Joins

It is often necessary to use multiple Timestreams to define a query. Understanding user behavior requires considering their activity across a variety of event streams. Normalizing user behavior may require looking comparing the per-user values to the average values for the region. Both of these are accomplished by joining the Timestreams.

Implicit Joins

Timestreams associated with the same kind of entity – for instance, a user – are automatically joined. This makes it easy to write queries that consider multiple event streams in a single query.

Joining two event streams to compute page-views per purchase
page_views.count() / purchases.count()

Domains

It is sometimes useful to consider the domain of an expression. This corresponds to the points in time and entities associated with the points in the expression. For discrete timestreams, this corresponds to the points at which those values occur. For continuous timestreams, this corresponds to the points at which the value changes.

Whenever expressions with two (or more) different domains are used in the same expression they are implicitly joined.

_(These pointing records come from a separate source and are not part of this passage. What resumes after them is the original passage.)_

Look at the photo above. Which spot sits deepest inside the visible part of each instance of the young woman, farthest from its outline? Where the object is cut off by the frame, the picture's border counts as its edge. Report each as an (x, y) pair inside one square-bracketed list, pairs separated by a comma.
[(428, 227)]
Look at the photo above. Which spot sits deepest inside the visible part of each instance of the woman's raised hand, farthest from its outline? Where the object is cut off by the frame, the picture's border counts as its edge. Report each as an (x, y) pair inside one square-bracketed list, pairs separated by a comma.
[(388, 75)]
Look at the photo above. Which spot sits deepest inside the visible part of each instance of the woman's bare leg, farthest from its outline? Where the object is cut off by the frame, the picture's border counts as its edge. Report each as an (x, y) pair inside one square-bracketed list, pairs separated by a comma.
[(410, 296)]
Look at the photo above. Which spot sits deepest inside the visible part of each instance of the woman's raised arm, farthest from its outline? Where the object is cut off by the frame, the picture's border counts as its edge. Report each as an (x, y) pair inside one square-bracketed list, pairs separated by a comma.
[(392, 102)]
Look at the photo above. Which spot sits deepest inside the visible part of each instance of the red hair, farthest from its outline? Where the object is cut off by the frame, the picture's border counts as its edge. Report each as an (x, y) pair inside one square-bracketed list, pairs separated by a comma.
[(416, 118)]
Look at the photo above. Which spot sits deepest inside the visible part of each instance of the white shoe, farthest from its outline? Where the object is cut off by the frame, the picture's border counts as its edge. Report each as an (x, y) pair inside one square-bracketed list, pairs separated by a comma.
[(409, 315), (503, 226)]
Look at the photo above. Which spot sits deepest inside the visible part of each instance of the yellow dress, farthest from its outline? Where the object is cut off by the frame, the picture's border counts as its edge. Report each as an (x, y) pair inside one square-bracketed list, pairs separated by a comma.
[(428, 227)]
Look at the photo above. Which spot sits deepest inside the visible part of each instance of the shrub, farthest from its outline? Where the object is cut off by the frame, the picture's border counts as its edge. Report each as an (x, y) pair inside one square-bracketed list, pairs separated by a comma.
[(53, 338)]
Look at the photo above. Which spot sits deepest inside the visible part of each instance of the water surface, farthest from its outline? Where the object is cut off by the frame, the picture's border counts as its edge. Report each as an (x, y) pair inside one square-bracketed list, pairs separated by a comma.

The join is an outer join that contains an event if either (any) of the input domains contained an event. For any input table that is continuous, the join is as of the time of the output, taking the latest value from that input.

Explicit Lookups

Values from associated with other entities may be retrieved using kaskada.Timestream.lookup. left.lookup(right) does a left-join, looking up the value from right for each computed key in left.

Lookups are temporally correct – the value retrieved corresponds to the right value at the time the key occurred in left.